Former US President Obama tests positive for COVID-19
Former US President Barack Obama had tested positive for COVID-19.
“I’ve had a scratchy throat for a couple days, but am feeling fine otherwise,” he announced on his official Twitter account.
Obama added that former first lady Michelle Obama has tested negative, thanks to the vaccine and booster they got.
I just tested positive for COVID. I’ve had a scratchy throat for a couple days, but am feeling fine otherwise.

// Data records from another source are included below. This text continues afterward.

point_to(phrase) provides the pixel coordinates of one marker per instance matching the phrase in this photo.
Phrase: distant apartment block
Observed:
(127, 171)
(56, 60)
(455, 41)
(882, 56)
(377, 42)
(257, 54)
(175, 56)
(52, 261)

Michelle and I are grateful to be vaccinated and boosted, and she has tested negative.
It’s a reminder to get vaccinated if you haven’t already, even as cases go down.

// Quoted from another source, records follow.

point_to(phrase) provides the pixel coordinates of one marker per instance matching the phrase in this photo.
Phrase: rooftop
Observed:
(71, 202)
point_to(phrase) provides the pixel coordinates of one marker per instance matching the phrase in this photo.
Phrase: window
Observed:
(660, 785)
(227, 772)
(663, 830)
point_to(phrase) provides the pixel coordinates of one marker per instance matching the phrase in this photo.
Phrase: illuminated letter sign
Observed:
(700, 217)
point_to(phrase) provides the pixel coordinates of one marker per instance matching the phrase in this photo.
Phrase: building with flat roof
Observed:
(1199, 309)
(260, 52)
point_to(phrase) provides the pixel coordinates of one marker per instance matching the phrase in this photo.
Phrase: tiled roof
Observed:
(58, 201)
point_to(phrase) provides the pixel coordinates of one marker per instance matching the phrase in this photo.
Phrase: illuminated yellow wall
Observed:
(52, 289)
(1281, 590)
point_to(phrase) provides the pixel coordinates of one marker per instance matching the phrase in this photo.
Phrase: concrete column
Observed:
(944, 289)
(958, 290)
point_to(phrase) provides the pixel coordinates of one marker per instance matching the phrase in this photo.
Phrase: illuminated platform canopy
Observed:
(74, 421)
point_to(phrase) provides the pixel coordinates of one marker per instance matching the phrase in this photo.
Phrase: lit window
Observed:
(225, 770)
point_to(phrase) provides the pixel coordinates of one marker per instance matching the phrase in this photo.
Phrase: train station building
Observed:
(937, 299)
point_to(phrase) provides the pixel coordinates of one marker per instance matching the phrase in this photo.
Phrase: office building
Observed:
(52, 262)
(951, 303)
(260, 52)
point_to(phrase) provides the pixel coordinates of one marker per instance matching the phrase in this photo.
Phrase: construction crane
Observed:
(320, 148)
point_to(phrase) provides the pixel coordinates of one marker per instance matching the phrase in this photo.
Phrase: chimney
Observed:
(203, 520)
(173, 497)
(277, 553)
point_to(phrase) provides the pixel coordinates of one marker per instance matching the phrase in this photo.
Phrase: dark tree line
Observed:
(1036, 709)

— Barack Obama (@BarackObama) March 13, 2022
The former president had recently returned to Washington, DC, after spending much of the winter in Hawaii.
The diagnosis makes Obama the second US President known to contract the virus after then-President Donald Trump announced he tested positive in October 2020, which was before vaccines were widely available in the US.
Obama has been a champion of public health measures throughout the pandemic. He plus fellow former presidents Jimmy Carter, George W. Bush, Bill Clinton — and the former first ladies — appeared together in a one-minute video released last March, endorsing the US vaccination campaign and sharing what they missed about pre-pandemic life.
“This vaccine means hope,” Obama said in the video. “It will protect you and those you love from this dangerous and deadly disease.”
In August, Obama scaled back his 60th birthday celebrations due to the spread of the Delta variant of the coronavirus.
Despite a vocal anti-vaccination constituency in the country, the US Centers for Disease Control and Prevention (CDC) say more than 80 per cent of all people ages five and older in the United States have had at least one COVID-19 vaccine dose.
US daily case counts have fallen off sharply, according to the (CDC), with an average of around 35,000 cases per day in mid-March compared to a peak of an average of 810,000 cases per day in mid-January.